Regarding the three-class classification problem, RF could also extract some features. However, the attribution of each feature could be difficult to figure out because a single ‘either-or’ feature such as damaged/undamaged mucosa was not sufficient for three-class classification. Linear combinations of extracted features might be used with variable coefficients. The complexity of the three-class classifier might have caused its low performance. Although the CNN performed better than RF in the three-class classification problem according to Table 2 and Fig. 2, the interpretability of the CNN will always be a barrier that is difficult to remove. However, the precision and recall rate of UC were extremely high, even when using the three-class classifier built by RF; thus, only patients who are suspected of having CD or ITB would need further classification. The two-class classifier of CD and ITB discussed above could then be applied.

Due to the similarity of the endoscopic image of CD and ITB, some cases might could not be differentiated purely by endoscope and needed further examinations. The upper limit value of the proportion that could be differentiated of ITB and CD depended on both experience of doctors and the power of endoscopic diagnosis criteria. The classifiers built in this research could help unexperienced doctors to make more accuracy diagnosis while the RF classifiers could find some new features for diagnosis, thus might potentially improve the power of diagnosis criteria.

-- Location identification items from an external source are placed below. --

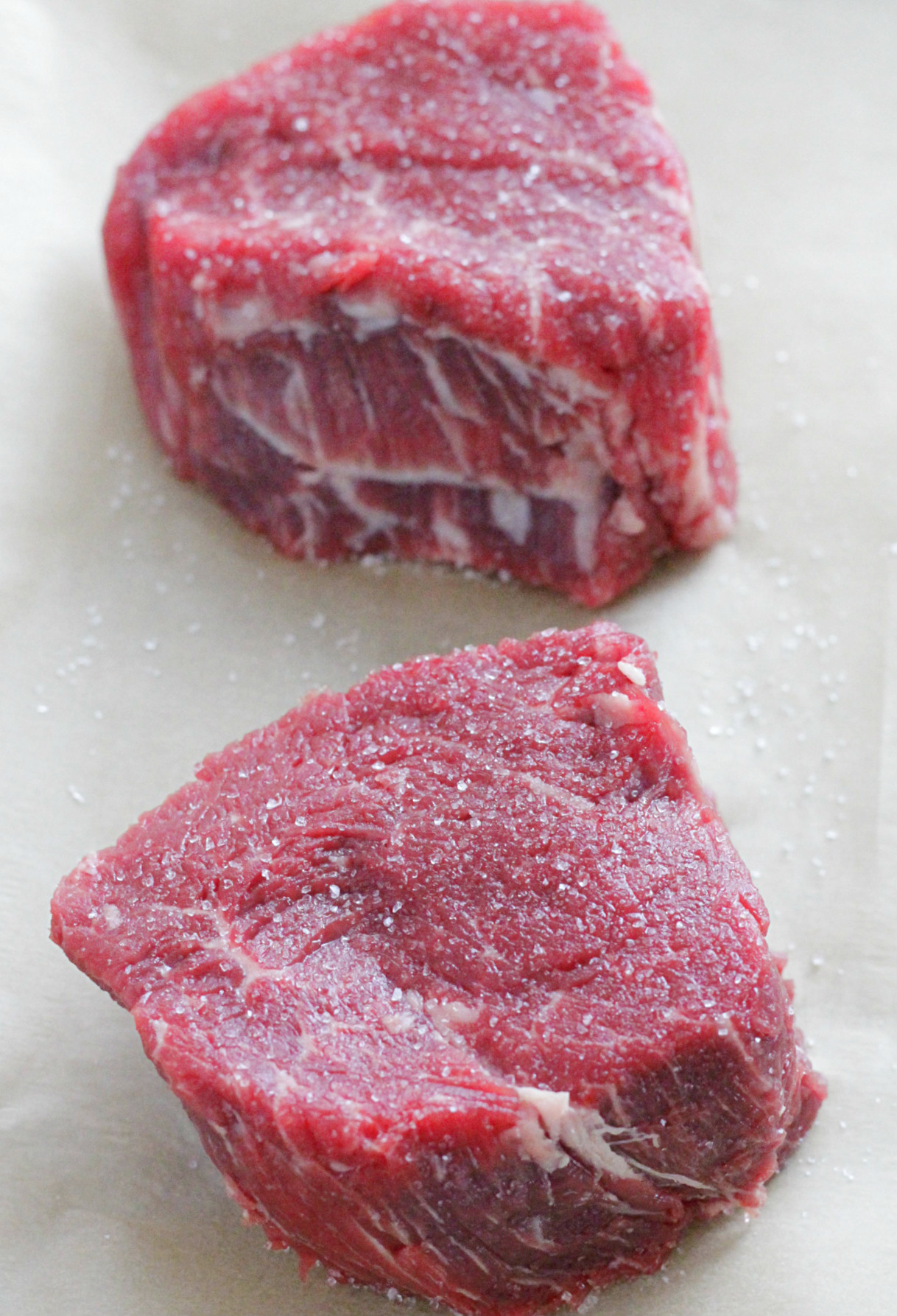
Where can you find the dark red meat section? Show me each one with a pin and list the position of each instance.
(425, 286)
(460, 976)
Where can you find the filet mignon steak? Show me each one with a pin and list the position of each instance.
(426, 286)
(460, 976)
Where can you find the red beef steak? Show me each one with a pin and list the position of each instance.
(426, 286)
(460, 977)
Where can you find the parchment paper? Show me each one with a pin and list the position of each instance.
(142, 628)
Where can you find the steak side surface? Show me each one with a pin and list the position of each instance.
(426, 286)
(460, 977)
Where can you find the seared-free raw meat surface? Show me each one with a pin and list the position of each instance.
(460, 976)
(426, 286)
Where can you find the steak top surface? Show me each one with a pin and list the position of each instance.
(426, 286)
(478, 912)
(500, 164)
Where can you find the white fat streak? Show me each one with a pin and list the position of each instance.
(510, 512)
(448, 1015)
(555, 793)
(625, 519)
(371, 315)
(300, 411)
(159, 1031)
(614, 708)
(374, 517)
(550, 1128)
(441, 386)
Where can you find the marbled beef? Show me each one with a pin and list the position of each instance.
(460, 977)
(425, 286)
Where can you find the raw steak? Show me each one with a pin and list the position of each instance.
(460, 976)
(426, 287)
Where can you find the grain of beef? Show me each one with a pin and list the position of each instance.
(460, 977)
(426, 286)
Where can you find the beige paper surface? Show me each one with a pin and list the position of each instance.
(142, 628)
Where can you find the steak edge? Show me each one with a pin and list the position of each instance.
(460, 977)
(425, 286)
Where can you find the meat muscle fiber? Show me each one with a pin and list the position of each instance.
(460, 977)
(426, 286)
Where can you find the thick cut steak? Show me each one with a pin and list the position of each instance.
(426, 286)
(460, 976)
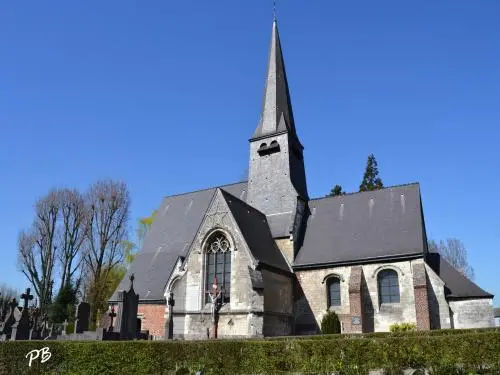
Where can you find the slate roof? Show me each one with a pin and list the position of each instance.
(457, 285)
(496, 312)
(170, 236)
(386, 223)
(255, 229)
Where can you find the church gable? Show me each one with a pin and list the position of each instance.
(176, 225)
(218, 250)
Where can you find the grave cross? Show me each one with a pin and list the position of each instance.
(132, 277)
(26, 297)
(13, 303)
(112, 315)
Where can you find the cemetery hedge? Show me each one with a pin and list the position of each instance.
(461, 353)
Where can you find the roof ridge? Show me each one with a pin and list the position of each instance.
(204, 189)
(370, 191)
(244, 203)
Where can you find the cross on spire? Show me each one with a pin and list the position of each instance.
(26, 297)
(13, 303)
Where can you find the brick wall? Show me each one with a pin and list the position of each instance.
(439, 310)
(153, 319)
(421, 297)
(355, 301)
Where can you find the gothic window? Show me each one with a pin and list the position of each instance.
(218, 264)
(388, 286)
(333, 286)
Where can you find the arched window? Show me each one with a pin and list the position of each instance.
(388, 286)
(218, 264)
(333, 286)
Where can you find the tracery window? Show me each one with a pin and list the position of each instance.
(218, 264)
(388, 286)
(333, 286)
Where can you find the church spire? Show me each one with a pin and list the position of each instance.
(277, 115)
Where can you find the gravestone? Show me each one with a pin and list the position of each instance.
(21, 328)
(126, 322)
(82, 317)
(10, 320)
(65, 326)
(44, 332)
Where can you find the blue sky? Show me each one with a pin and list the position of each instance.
(164, 95)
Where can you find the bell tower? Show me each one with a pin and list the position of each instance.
(276, 182)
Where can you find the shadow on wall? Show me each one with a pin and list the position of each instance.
(368, 311)
(305, 323)
(434, 310)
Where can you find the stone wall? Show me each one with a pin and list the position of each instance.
(287, 249)
(243, 314)
(278, 304)
(375, 317)
(231, 325)
(439, 310)
(472, 313)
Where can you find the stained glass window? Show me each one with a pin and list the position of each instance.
(218, 264)
(334, 292)
(388, 286)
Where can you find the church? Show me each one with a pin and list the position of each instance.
(284, 258)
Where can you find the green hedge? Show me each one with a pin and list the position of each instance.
(376, 335)
(442, 354)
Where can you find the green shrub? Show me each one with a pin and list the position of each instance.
(403, 327)
(330, 323)
(440, 354)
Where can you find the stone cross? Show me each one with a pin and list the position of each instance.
(82, 317)
(216, 297)
(112, 315)
(26, 297)
(126, 320)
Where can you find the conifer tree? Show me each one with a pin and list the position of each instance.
(371, 181)
(336, 191)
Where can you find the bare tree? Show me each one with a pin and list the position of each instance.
(7, 293)
(109, 205)
(454, 251)
(37, 248)
(72, 233)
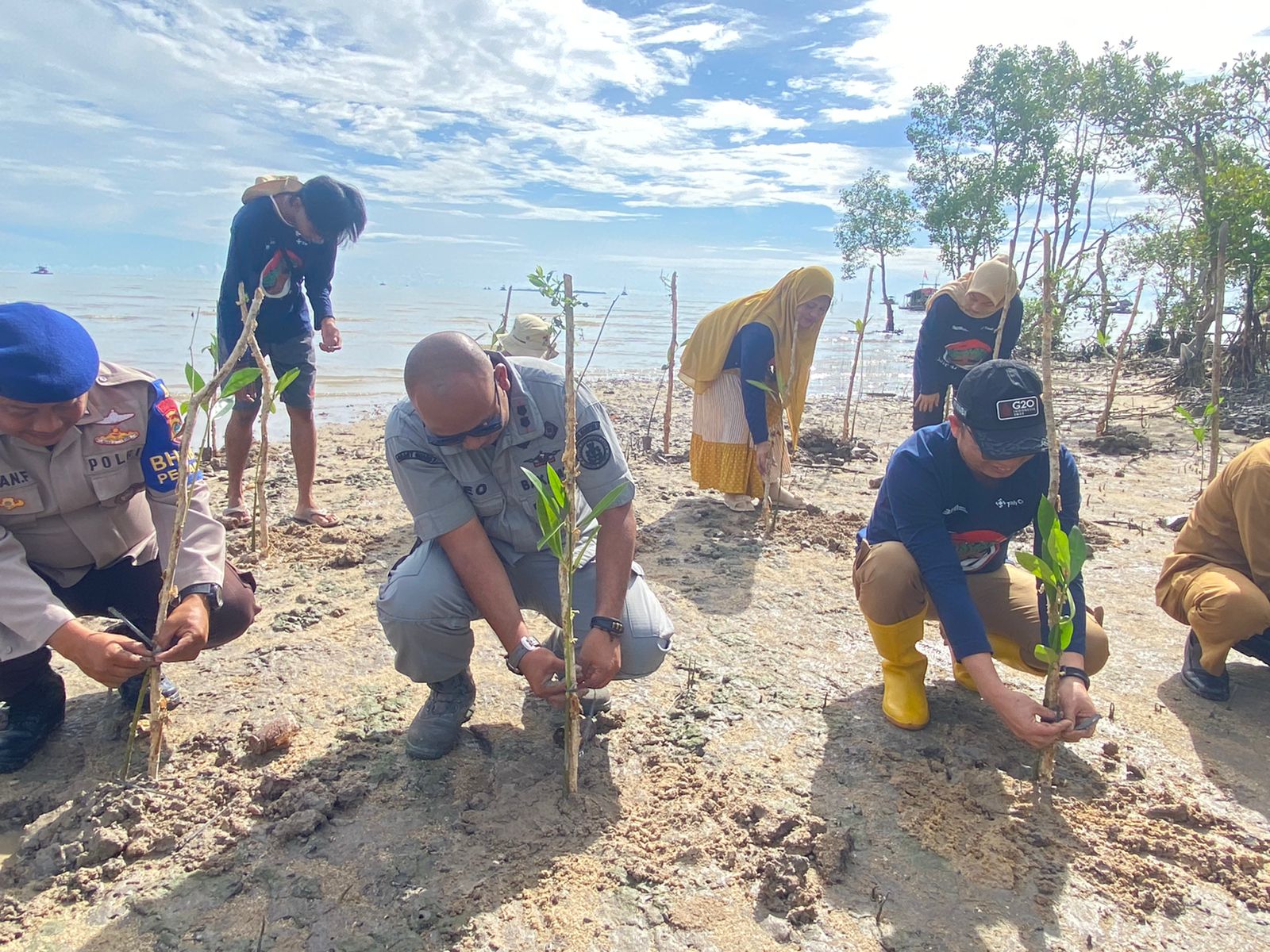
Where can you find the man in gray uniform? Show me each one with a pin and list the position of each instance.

There are several limitations of this study. First, Behcet’s disease was not taken into consideration because it is often considered a systemic disease and with variable initial involvement, including genital aphthae, gastrointestinal involvement, skin lesions, vascular disease, neurologic disease, and arthritis [20], and it was not appropriate for inclusion in this study. Second, although we assumed the existence of a complete terminology, subjectivity might still cause bias when endoscopists write the descriptions. In addition, endoscopy doctors were not completely blind to other clinical examination results, which could cause subjectivity bias. We have used the first endoscopic description, which had least additional information, to minimize these bias. However, to eliminate these bias, classification algorithms directly based on endoscopic images might be preferred, which requires much more computational resource. We are looking forward to further researches that cooperated by clinical doctors and technicians. Third, the numbers of patients with UC, CD and ITB involved in this research were not balanced (5128 UC, 875 CD and 396 ITB). This was mainly because of the different prevalences and morbidities of these three diseases. A study with nonconsecutive patients might have a more balanced sample but would have potential selection bias. Lastly, these research was conducted in Chinese. However, the NLP models could be easily applied on other languages.

Conclusion

This was the first study that applied RF and a CNN to realize the automatic classification of known inflammatory intestinal diseases. The performance of the classifiers was reasonable. In addition, RF found some new features that were potentially valuable for further research. Artificial intelligence through machine learning is very promising in helping unexperienced endoscopists differentiate inflammatory intestinal diseases.